His bearers stopped with him at a favorable spot beyond the
Monongahela; and here he hoped to maintain his position till the arrival
of Dunbar. By the efforts of the officers about a hundred men were
collected around him; but to keep them there was impossible. Within an
hour they abandoned him, and fled like the rest. Gage, however,
succeeded in rallying about eighty beyond the other fording-place; and
Washington, on an order from Braddock, spurred his jaded horse towards
the camp of Dunbar to demand wagons, provisions, and hospital stores.

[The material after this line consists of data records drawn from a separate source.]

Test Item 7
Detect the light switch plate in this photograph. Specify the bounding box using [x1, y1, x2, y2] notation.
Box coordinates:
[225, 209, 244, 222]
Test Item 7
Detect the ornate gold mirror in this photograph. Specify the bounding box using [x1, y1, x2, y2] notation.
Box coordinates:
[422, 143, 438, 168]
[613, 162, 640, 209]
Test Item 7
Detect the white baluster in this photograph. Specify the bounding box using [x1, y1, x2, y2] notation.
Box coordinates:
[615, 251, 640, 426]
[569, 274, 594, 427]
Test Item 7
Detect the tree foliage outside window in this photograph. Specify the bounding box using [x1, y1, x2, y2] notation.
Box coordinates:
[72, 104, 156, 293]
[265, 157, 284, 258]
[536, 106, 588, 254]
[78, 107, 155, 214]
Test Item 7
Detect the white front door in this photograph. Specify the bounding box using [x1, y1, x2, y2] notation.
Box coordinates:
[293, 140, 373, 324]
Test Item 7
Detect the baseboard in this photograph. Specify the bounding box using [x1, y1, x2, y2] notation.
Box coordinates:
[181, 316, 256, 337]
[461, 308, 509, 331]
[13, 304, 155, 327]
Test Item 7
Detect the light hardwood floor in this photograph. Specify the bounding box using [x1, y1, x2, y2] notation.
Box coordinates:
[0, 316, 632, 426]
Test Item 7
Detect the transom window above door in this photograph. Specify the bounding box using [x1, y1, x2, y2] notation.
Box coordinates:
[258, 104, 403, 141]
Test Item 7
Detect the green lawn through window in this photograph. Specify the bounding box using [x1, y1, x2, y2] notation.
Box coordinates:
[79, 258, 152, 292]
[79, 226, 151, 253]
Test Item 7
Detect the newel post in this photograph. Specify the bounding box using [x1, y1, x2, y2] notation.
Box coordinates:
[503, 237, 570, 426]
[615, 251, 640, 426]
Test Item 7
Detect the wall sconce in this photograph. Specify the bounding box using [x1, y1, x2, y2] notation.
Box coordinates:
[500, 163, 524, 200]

Fright overcame fatigue. The fugitives toiled on all night, pursued by
spectres of horror and despair; hearing still the war-whoops and the
shrieks; possessed with the one thought of escape from the wilderness of
death. In the morning some order was restored. Braddock was placed on a
horse; then, the pain being insufferable, he was carried on a litter,
Captain Orme having bribed the carriers by the promise of a guinea and a
bottle of rum apiece. Early in the succeeding night, such as had not
fainted on the way reached the deserted farm of Gist. Here they met
wagons and provisions, with a detachment of soldiers sent by Dunbar,
whose camp was six miles farther on; and Braddock ordered them to go to
the relief of the stragglers left behind.
At noon of that day a number of wagoners and packhorse-drivers had come
to Dunbar's camp with wild tidings of rout and ruin.